Bovine pulmonary supernumerary arteries are more sensitive to 5-hydroxtryptamine (5-HT) (pD(2) 6.43+/-0.25) than conventional arteries (pD(2) 5.32+/-0.16). This study investigated receptors for 5-HT in ring segments of these arteries. The 5-HT(2) receptor agonist, 2,5 dimethoxy-4-iodoamphetamine hydrobromide (DOI) constricts both arteries. The selective 5-HT(2) receptor antagonist ritanserin produced insurmountable antagonism of 5-HT concentration-response curves in both arteries, whereas the 5-HT(1B/1D) receptor antagonist N-[4-methoxy-3-(4-methyl-1-piperazinyl)phenyl]-2'-methyl-4'(5-methyl- 1,2,4-oxadiazol-3-yl[1,1,-biphenyl]-4-carboxamide hydrochloride (GR127935) produced much greater antagonism in supernumerary arteries.

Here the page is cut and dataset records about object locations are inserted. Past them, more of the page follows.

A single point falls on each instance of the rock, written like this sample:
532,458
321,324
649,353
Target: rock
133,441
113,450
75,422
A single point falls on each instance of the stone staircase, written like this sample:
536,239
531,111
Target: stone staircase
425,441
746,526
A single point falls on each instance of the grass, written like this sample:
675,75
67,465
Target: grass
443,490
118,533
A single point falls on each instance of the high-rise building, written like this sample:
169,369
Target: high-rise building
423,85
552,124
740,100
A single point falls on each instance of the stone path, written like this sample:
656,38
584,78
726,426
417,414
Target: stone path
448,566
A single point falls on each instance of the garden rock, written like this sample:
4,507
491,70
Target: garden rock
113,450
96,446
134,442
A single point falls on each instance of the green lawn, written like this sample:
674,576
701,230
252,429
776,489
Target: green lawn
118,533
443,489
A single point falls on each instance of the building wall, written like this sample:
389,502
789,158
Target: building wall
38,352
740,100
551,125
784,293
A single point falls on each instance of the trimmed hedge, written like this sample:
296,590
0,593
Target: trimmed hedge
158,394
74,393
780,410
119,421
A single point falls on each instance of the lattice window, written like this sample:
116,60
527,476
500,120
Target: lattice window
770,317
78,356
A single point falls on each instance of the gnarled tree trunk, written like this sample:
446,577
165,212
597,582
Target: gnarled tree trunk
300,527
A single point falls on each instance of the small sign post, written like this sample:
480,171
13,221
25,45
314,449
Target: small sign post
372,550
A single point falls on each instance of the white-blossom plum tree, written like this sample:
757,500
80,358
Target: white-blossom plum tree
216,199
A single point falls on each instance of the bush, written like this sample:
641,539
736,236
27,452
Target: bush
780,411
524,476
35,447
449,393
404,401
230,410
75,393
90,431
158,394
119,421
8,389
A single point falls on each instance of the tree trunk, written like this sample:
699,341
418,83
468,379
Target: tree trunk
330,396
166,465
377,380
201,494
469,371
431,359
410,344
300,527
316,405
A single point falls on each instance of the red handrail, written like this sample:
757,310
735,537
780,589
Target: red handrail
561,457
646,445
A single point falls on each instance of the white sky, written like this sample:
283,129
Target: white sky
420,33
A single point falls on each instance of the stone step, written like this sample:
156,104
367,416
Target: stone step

In rings preconstricted with 9,11-dideoxy-9, 11-methanoepoxy prostalagdin F(2alpha) (U46619) and relaxed with the adenylyl cyclase activator forskolin, the selective 5-HT(ID) receptor agonist 2-[5-[3-(4-methylsulphonylamino) benzyl-1,2, 4-oxadiazol-5-yl]-1H-indole-3-yl] ethylamine (L694247) reversed the relaxation. Concentration-response curves for L694247-induced reversal of forskolin-relaxation were antagonised by GR127935 in supernumerary (pK(B) 8.6) and conventional (pK(B) 8.4) arteries, whereas concentration-response curves to 5-HT-were less sensitive to antagonism by GR127935T and this was more obvious in conventional (pK(B) 7.6) than supernumerary (pK(B) 8.1) arteries. Neither the selective 5-HT(1D) receptor antagonist (1-(3-chlorophenyl)-4-[3, 3-diphenyl (2-(S,R) hydroxypropanyl)piperazine] hydrochloride (BRL15572) nor the 5-HT(1B) receptor antagonist (2,3,6, 7-tetrahydro-1'-methyl-5-[2'methyl-4'5-(methyl-1,2,4-oxadiazol-3-y l) biphenyl-4-carbonyl]furo[2,3-f]indole-3-spiro-4'-piperidine hydrochloride (SB224289) antagonised concentration-response curves induced by 5-HT or 5-HT(1)-receptor-selective agonists. In addition to the 5-HT(2A) receptor, 5-HT activates a GR127935-sensitive and a GR127935-insensitive receptor in these arteries. Supernumerary arteries have a greater proportion of GR127935-sensitive receptors, which display only some of the pharmacological characteristics of the cloned 5-HT(ID) receptor. It is possible that the GR127935-sensitive receptor could be a species homologue of the human 5-HT(1B) receptor that is insensitive to SB224289.